His work defending human rights helped establish legal standards that are in use today by international courts, and stripped the Dachau defendants and any future war crimes defendants of any hope of escaping justice by arguing that they were merely following orders.
“Denson succeeded at establishing personal responsibility and the irrelevance of the chain of command,” said Greene. “Because of his work, it is no longer possible to hide behind a superior order. In Denson’s mind, if you were a guard standing on the periphery of the camp you were as guilty as someone who did the torture.”
At one point, under the intense, self-imposed pressure to be fair, Denson approached the brink of death due to overwork and exhaustion. He developed palsy and his weight fell from 170 lbs. to 116 lbs.
This Bible-believing man, who, at first, could not believe the reports of the systematic extermination in the camps, would see his naïveté shattered when confronted with the evidence and eyewitness accounts.
Dee Eberhart, a member of the Rainbow Division that was present at the liberation of the Dachau camp and a member of WSHERC Speakers’ Bureau, recalls “On April 29, my platoon was attached to the first battalion of the 222nd Division heading toward Munich when we were suddenly diverted to the gates of Dachau,”
Eberhart, 77, and his wife currently live in Eastern Washington. The old veteran was in town to introduce Greene at the Seattle event and also spoke to the Transcript.
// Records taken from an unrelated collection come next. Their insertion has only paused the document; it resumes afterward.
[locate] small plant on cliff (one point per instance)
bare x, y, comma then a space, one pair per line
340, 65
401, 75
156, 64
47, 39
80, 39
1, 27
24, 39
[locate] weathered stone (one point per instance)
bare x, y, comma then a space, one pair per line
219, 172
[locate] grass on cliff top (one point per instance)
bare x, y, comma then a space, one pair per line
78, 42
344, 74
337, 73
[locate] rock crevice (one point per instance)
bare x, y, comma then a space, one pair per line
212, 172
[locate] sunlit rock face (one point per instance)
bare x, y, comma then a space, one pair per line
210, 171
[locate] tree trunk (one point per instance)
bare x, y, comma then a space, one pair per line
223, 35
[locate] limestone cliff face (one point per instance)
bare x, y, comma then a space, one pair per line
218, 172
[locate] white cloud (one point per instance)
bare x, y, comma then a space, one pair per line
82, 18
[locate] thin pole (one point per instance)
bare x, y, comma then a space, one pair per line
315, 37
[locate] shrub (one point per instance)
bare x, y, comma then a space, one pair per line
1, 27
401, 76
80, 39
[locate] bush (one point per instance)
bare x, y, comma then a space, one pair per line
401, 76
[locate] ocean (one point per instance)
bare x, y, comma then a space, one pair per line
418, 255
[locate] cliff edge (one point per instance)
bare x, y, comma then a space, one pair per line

“There was something like a moat around it,” continued Eberhart. “It was mid-afternoon and all the prisoners were out in the yard beating up and probably killing the kapos [German criminals in charge of prisoners]. The SS guards generally stayed outside the camp in the enormous administrative area. Some of the old guards slipped away. SS Officer [2nd Lt.] Wicker surrendered to [Brig.] Gen. Linden using the Red Cross.”
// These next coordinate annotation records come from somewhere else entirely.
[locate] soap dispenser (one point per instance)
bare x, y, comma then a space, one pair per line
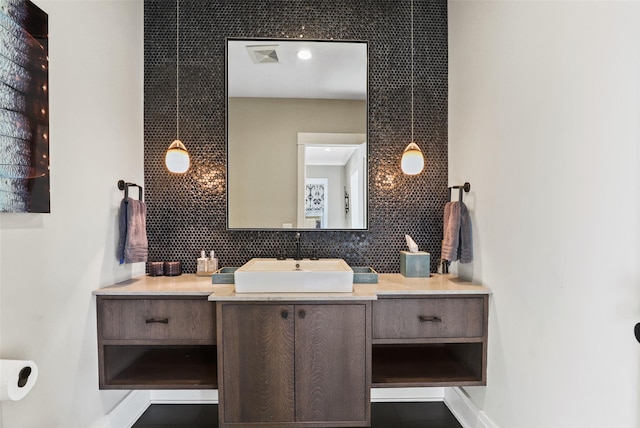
212, 263
201, 268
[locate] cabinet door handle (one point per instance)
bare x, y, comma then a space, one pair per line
157, 320
424, 318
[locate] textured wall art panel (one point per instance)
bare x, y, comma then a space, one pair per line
187, 213
24, 108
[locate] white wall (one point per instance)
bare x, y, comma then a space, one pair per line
50, 263
544, 120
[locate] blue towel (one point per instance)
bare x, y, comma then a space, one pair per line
457, 241
132, 243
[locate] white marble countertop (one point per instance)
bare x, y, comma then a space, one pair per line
389, 284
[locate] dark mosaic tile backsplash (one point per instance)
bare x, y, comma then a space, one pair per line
187, 213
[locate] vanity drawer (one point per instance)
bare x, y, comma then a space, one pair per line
157, 319
413, 318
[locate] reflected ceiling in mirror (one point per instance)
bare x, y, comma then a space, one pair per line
296, 134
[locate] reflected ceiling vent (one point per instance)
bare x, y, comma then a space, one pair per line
263, 54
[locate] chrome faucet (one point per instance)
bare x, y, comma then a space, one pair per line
298, 252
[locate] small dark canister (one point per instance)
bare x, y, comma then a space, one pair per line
172, 268
155, 268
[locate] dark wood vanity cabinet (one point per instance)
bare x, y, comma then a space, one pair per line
438, 340
294, 364
149, 342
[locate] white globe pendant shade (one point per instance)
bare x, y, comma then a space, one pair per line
177, 158
412, 160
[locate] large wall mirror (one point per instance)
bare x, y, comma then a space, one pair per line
296, 134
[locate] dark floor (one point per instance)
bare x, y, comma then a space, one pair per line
383, 415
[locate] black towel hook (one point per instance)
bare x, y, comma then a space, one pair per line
123, 185
465, 187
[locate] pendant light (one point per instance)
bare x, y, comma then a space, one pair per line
412, 159
177, 157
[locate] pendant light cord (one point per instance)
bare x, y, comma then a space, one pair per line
412, 140
177, 69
In addition, A total of 1,600 war criminals were prosecuted on the grounds of the Dachau camp for crimes committed in three additional camps — Mauthausen, Flossenburg and Buchenwald.
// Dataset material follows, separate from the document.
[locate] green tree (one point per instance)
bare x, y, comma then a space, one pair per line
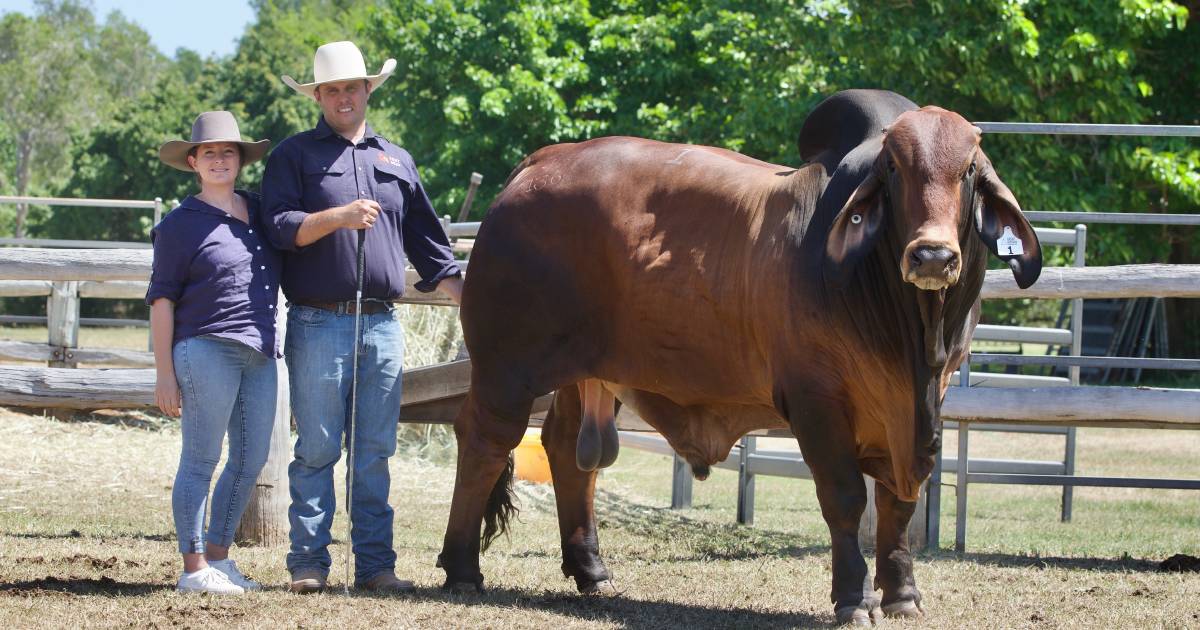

Ninety-seven of the Dachau defendants were found guilty and hanged. Denson was most concerned with leaving history a record of a fair and just prosecution by a conquering nation against a defeated enemy.
“This was a man of God who read his bible every night – a Mr. Smith goes to Germany,” added Greene. “If Bill Denson had been a different kind of guy he might have said, ‘Let’s get this over with.’” But he wanted this by the book, and he built an unassailable case because it was built on legal conventions.”
But in 1948, when the U.S. needed Germany as an ally against Soviet Russia, the army overturned all of Denson’s convictions in what would become a scandalous series of commutations and reversals of sentences.
In a special investigation, a senate subcommittee subsequently vindicated Denson in an attempt to restore his legal reputation but not before the army released the previously convicted war criminals.